Godzilla II: Rei dos Monstros | Crítica

Godzilla II: Rei dos Monstros é a continuação direta do filme de 2014 e amarra o universo de monstros que conta com as presenças de Godzilla e King Kong. Infelizmente o longa serve apenas para isso e acaba contando com personagens rasos, além de uma história fraca e sem sentido.

O segundo filme do reboot de Godzilla no cinema mostra que Hollywood ainda não conseguiu entender o cinema japonês, já que não carrega uma carga dramática dos personagens humanos, não consegue mostrar uma batalha de monstros gigantes digna e realmente não compreende o que representam aqueles “Titãs” no mundo real.

Ken Watanabe (Dr. Ishiro Serizawa)

Apenas o personagem de Ken Watanabe (Dr. Ishiro Serizawa) consegue nos passar um pouco do que aquilo tudo representa. O ator realmente se esforçou muito e se tornou o ponto alto do filme, em alguns momentos parecia que era o único levando tudo aquilo a sério e o único que fazia transparecer o real significado daqueles “demônios”. O restante era cafona e canastrão, até mesmo Millie Bobby Brown se mostrou uma excelente Eleven e nada mais, mas isso não é culpa da atriz, já que o roteiro é ridículo e muito fraco.

A motivação dos vilões é rasa e nem um pouco convincente, enquanto a motivação do protagonista é muito pior e sem sentido dentro do contexto apresentado para esse universo. Um pesquisador, que não é um militar e muito menos faz parte da grande corporação que sabe tudo sobre os monstros, se infiltra como a grande salvação do Planeta, mas na verdade está querendo apenas rever a sua filha. Parece mais um filme de baixo orçamento dos anos 80 do que um grande lançamento atual.

Mas Godzilla II: O Rei dos Monstros não é um filme “B” já que é um longa que reconta a história de um dos personagens mais famosos do cinema. Antes fosse levado como um Tokusatsu, mas nem isso conseguiram fazer, pois nos momentos de luta entre os monstros tudo é cortado e vemos apenas alguns frames, ou até mesmo os monstros se degladiando como plano de fundo.

Todos os fãs esperam ansiosos para ver King Kong enfrentar Godzilla, mas sinceramente, depois de assistir Godzilla II não sei se estou com tanta vontade de ver esse embate.
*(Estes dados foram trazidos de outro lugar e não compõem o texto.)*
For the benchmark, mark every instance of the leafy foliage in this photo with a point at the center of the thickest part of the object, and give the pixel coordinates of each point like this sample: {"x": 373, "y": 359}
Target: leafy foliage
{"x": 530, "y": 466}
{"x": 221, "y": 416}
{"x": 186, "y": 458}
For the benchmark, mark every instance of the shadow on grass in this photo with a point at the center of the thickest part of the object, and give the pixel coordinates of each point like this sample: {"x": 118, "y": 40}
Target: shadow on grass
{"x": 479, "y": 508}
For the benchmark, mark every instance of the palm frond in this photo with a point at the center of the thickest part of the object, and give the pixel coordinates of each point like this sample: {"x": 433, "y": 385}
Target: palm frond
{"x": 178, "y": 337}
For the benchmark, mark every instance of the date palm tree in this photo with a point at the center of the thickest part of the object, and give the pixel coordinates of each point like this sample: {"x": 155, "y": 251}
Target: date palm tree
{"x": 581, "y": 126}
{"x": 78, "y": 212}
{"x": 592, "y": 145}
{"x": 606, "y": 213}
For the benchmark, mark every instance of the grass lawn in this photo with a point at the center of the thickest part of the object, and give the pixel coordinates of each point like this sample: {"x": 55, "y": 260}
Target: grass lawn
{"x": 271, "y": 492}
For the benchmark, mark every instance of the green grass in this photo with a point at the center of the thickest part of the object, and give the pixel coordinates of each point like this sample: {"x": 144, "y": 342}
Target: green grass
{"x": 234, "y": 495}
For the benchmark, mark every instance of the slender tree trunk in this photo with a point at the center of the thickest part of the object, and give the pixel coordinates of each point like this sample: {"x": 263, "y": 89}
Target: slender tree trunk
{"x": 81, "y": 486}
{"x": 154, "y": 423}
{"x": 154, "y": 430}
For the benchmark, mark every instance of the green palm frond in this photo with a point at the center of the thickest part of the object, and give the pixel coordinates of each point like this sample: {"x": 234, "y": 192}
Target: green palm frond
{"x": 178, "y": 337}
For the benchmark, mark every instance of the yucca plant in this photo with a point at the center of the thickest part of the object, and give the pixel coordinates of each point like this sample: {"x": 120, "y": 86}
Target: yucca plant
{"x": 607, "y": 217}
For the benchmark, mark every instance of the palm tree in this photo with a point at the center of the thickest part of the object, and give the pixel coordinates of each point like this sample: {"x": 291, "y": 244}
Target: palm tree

Não quero ver um filme de Kong no escuro com uma história de um pai e uma mãe negligentes, que ao final sentem vontade de cuidar da sua filha, que na verdade está perdida em meio a uma luta escura e sem emoção.

Esperamos que a continuação seja mais parecida com o reboot de King Kong do que com os dois filmes de Godzilla, esse personagem merece mais respeito e muito mais esmero do que essa maneira que vem sendo tratado.

Mesmo contando com os principais monstros que sempre antagonizaram “Gojira” o longa, Godzilla II: Rei dos Monstros não vale o ingresso, mas caso queira tirar suas próprias conclusões (o que é sempre bom), preste mais atenção em Ken Watanabe (Dr. Ishiro Serizawa) e fique até o final dos créditos.

Nota:

Nesta continuação que se passa cinco anos após Godzilla (2014), os integrantes da agência Monarch precisam lidar com a súbita aparição de vários monstros, incluindo Mothra, Rodan e Ghidorah. Enquanto buscam uma aliança com o próprio Godzilla a fim de garantir o equilíbrio da Terra, os humanos acabam fazendo parte de uma grande disputa por poder protagonizada por titãs.